Four different propensity score methods are used for removing the effects of confounding when estimating the effects of treatment on outcomes: propensity score matching, stratification (or subclassification) on the propensity score, inverse probability of treatment weighting (IPTW) using the propensity score, and covariate adjustment using the propensity score (Austin & Mamdani, 2006 (link); Rosenbaum, 1987a ; Rosenbaum & Rubin, 1983a ). I describe each of these methods separately in the following subsections.
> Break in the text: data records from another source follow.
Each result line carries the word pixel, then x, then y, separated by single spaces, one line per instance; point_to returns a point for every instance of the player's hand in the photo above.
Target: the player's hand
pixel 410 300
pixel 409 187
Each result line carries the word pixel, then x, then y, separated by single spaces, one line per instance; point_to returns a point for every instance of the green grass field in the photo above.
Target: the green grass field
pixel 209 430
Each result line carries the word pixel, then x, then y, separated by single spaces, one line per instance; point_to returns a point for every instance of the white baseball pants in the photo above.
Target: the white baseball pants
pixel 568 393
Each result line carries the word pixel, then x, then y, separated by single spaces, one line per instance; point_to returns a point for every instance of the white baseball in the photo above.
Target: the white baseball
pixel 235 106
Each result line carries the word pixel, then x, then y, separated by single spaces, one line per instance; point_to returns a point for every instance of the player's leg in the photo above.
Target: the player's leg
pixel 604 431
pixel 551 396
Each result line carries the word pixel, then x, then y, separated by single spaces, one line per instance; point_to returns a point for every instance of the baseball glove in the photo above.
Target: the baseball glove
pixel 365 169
Rosenbaum and Rubin (1983a) defined treatment assignment to be strongly ignorable if the following two conditions hold: (a) (Y (1), Y(0)) ╩ Z|X and (b) 0 < P(Z = 1|X) < 1. The first condition says that treatment assignment is independent of the potential outcomes conditional on the observed baseline covariates. The second condition says that every subject has a nonzero probability to receive either treatment. They demonstrated that if treatment assignment is strongly ignorable, conditioning on the propensity score allows one to obtain unbiased estimates of average treatment effects. The aforementioned first condition is also referred to as the “no unmeasured confounders” assumption: the assumption that all variables that affect treatment assignment and outcome have been measured. Because this is the crucial assumption that underlies propensity score analyses, Rosenbaum and Rubin (1983b) proposed analyses to assess the sensitivity of study conclusions to the assumption that there were no unmeasured confounders that influenced treatment assignment. Furthermore, Rosenbaum (1987b) proposed the use of a second control group to examine the plausibility that adjustment for measured covariates has eliminated bias in estimating treatment effects. It should be noted that although the assumption of strongly ignorable treatment assignment/no unmeasured confounding is explicitly stated in the context of propensity score analyses, this assumption also underlies regression-based approaches for estimating treatment effects in observational studies.